London art fair tributes decade that shook the world
One of the world’s largest art Fairs, Frieze London, is paying homage to the era with a new section: ‘The Nineties’
The end of the Cold War, the election of Nelson Mandela and the rocket-rise of the wonderfully wild Spice Girls, the 1990s was indeed a seismic decade.
Now, one of the world’s largest art Fairs, Frieze London, is paying homage to the era with a new section, “The Nineties.”
Fashioned by Swiss-born curator Nicolas Trembley, 14 European galleries have revisited and reconstructed ground-breaking exhibitions from the decade that have impacted contemporary art.
The ambitious section recreates art installations featured in galleries across London, Paris, Cologne and New York in the 1990s, an era dubbed “the decade the art world changed.”
Students of Western art know the 1990s for the pioneering, eyebrow-raising and sometimes shocking art of the Young British Artists, led by the now infamous Damien Hirst, which included the much talked-about Turner Prize shortlisted “My Bed” (1998) by Tracey Emin.
Emin’s piece, which scandalized the art community, was her real-life bed displayed in all its embarrassing, revealing glory. Stained sheets, worn underwear, tissues, cigarettes and empty alcohol bottles littered the bed and shone a less-than-rosy light on the artist’s life.
For his part, Trembley strives to spotlight other artists who made their mark in the decade, in a conscious bid to not over-promote the YBAs in his exhibition.
To that end, Trembley invited Berlin-based gallery Mehdi Chouakri is showcasing work by Sylvie Fleury, a contemporary Swiss pop artist much-loved for her sculpture and mixed media works.
Born in 1961, the Geneva-based artist is “known for her portrayal of the commercialization of fashion and luxury,” a gallery representative told Al Arabiya English.
Her piece "A journey to fitness or how to lose 30 pounds in under three weeks" grabbed attention with 12 TV monitors from the erase, playing a loop of staid fitness videos.
Also popular with the heaving crowd was a quirky piece by French artist Pierre Joseph “Characters to be Reactivated,” originally conceived between 1991 and 1995, at the Air de Paris gallery booth.

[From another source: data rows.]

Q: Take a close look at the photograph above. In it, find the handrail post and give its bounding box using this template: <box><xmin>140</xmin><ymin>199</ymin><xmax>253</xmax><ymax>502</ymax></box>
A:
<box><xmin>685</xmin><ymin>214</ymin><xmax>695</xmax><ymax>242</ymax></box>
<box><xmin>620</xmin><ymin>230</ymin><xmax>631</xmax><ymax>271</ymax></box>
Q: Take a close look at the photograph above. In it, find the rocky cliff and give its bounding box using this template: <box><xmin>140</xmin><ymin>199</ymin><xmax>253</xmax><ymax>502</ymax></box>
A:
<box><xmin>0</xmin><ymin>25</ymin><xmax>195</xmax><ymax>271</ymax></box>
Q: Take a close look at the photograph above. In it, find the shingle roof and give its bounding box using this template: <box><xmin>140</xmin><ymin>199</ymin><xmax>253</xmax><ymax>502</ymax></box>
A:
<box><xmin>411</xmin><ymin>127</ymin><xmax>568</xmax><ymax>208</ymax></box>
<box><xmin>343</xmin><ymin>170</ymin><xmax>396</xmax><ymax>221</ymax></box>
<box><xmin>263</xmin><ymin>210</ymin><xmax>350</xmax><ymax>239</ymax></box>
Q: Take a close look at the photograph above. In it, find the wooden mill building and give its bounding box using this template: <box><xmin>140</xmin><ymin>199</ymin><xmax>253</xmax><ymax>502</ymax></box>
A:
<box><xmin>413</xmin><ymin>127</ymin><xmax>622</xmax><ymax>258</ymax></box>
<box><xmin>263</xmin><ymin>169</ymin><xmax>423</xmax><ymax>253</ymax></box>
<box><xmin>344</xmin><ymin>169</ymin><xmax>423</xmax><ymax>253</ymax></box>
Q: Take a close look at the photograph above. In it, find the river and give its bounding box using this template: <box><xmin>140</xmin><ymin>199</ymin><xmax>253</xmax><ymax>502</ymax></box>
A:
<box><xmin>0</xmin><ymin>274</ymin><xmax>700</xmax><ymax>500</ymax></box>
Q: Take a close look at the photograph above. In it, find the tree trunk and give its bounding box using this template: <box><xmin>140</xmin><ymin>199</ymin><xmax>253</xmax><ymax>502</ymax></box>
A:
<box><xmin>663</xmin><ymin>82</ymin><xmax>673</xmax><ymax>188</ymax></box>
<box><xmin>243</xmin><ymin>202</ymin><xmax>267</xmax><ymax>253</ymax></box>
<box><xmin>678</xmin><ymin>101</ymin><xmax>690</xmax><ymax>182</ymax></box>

The dynamic work features a “human sculpture” which is replaced by a photograph after day one of the exhibition. A gallerist told Al Arabiya English that they had “tried very hard to retrieve some of the photographs sold after the first showing in the 1990s, but clearly nobody was willing to sell!”
The envelope-pushing work on show is the product of an era when “artists were in a very liberated position,” Trembley, who was unavailable for comment at the fair, previously told Frieze magazine’s Caroline Roux.
“Ideas and politics were more important than objects - there was a kind of dematerialization,” he added, “the artists were free to question to the context of art, and engage the social issues of the time - the breakdown of the Berlin wall, the AIDs crisis, and the emergence of the web.”
Despite a trend toward such global issues, artist Richard Billingham decided to use his artistic magnifying glass to documented the life of his family who lived in a chaotic flat outside Birmingham in a series of giggle-worthy photos titled “Ray’s a Laugh” (1996).
Billingham exploded on to the art scene with his work featured on the cover of Artforum International Magazine by January 1997.
The Nineties section at Frieze London has selected the most iconic photos from the series which, according to gallerists at the event, have not been seen since 1996.
Frieze London and its sister fair Frieze Masters feature more than 300 galleries from around the world, with the event set to run until Oct. 9 in London’s Regent’s Park.